At the last adjourned date on March 7 (Tuesday), the prosecution had begun examination of its first witness, Mr Onovah Ogonevoh and had sought to tender a document from Manny Bank (now defunct) in evidence.
The move by EFCC was opposed by the defence team, Messrs Mike Ozekhome (SAN), Mr Solo Akuma (SAN) and Mr K.C Nwofo (SAN) on grounds of certification.
The trial judge, Justice Mohammed Idris had then adjourned the case for ruling on the admissibility of the said document. In his ruling on Wednesday, Idris held that the letter was original and needed no certification. He ruled: “the letter dated Oct. 17, 2006, is admissible.’’
Citing Appeal Court decision on Orizu Vs Onyegbuna, Idria also held: “it is a settled law that a document with its attachment has to be admitted with the attachment’’.
“The letter and it’s attachments have the same weight; in the circumstance, the letter and it’s attachments are admissible in evidence.’’ The judge consequently, admitted and marked the letter and the document as exhibits A and A1-A38.
In continuation of his evidence in chief, the first prosecution witness, Oghenevo) informed the court that all bank instruments used by the accused, were issued by the Umuahia branch of the defunct Mammy Bank.
He added that 23 drafts paid to different people were drawn at Government House, Umuahia, Abia.
The witness said cheque leaflets were issued on April 7, 2005, by one Imagah Okoro, M. A. Udoh, Romanus Madu, and James at the Government House, Umuahia.
Under cross examination by a defence counsel (Ozekhome), the witness informed the court that none of the names of the accused were written in the drafts or cheque. He also told the court that the accused did not issue instructions on the drafts.
The witness informed the court that about N2.5 million paid in favour of Slok was issued for the campaign fund of the first accused (Kalu), adding that the draft was not issued from the Government House in Umuahia.
Also, in her testimony, a second prosecution witness, Mrs Christiana Ohiri, a manager with the Umuahia branch of UBA, told the court that her bank was contacted by the EFCC in relation to some transactions in 2006.
She also informed the court that she was invited by the commission for questioning in relation to some documents obtained from her bank by the EFCC.
The prosecution had then sought to tender some statements of account before the court, but the move was again opposed by defence counsel, (Ozekhome), who challenged same on grounds of non certification.
He argued that certification was a legal requirement for such document and urged the court not to admit same in evidence.

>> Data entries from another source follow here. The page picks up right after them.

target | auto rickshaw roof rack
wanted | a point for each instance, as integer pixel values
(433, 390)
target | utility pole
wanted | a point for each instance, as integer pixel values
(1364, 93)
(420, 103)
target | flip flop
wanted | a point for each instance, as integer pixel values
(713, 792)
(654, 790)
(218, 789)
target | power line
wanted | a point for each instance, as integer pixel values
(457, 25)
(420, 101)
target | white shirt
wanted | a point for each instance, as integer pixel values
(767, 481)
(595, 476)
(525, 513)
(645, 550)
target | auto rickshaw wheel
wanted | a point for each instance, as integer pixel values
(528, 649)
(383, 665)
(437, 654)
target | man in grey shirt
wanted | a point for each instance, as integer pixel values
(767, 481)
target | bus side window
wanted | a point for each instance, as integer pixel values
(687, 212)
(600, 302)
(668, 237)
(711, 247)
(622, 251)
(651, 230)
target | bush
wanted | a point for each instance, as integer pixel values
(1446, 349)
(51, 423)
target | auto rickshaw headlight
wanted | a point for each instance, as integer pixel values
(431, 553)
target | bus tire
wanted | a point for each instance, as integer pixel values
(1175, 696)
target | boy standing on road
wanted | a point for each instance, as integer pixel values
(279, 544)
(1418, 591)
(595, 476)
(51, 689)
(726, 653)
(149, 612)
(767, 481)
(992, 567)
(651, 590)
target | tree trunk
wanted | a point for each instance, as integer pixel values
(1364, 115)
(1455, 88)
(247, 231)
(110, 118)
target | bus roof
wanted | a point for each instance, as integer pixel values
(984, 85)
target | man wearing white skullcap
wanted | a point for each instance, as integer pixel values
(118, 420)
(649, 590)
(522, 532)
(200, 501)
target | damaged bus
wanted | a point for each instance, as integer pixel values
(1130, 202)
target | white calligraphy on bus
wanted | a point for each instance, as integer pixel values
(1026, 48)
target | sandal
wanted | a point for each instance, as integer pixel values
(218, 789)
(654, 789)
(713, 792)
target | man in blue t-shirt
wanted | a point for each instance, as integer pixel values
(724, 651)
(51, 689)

Justice Idris has fixed March 9 for ruling on the issue.
In the charge, the accused were alleged to have committed the offence between Aug. 2001 and Oct. 2005. Kalu was alleged to have utilised his company to retain in the account of a First Inland bank, (now FCMB), the sum of N200 million.
The sum is alleged to have formed part of funds illegally derived from the coffers of the Abia government.
In one of the counts, his company (Slok Nig Ltd) and one Emeka Abone said to be at large, were also alleged to have retained in the company’s account the sum of N200 million on behalf of the first accused.
They were alleged to have utilised Manny Bank, (now Fidelity Bank Plc), Spring Bank Plc, the defunct Standard Trust Bank and Fin Land Bank, now First City Monument Bank (FCMB).
In counts one to 10, the accused were alleged to have retained about N2.5 billion in different accounts, which funds were said to belong to the Abia state government.
Cumulatively, in all the counts, the accused were alleged to have diverted more than N3.2 billion from the Abia government’s treasury during Kalu’s tenure as governor.
The offence is said to have contravened the provisions of Sections 15(6), 16, and 21 of the Money Laundering (Prohibition) Act, 2005.
It is also said to have contravened the provisions of the Money Laundering Act of 1995 as amended by the amendment Act No.9 of 2002 and section 477 of the Criminal Code Act, Laws of the Federation, 1990.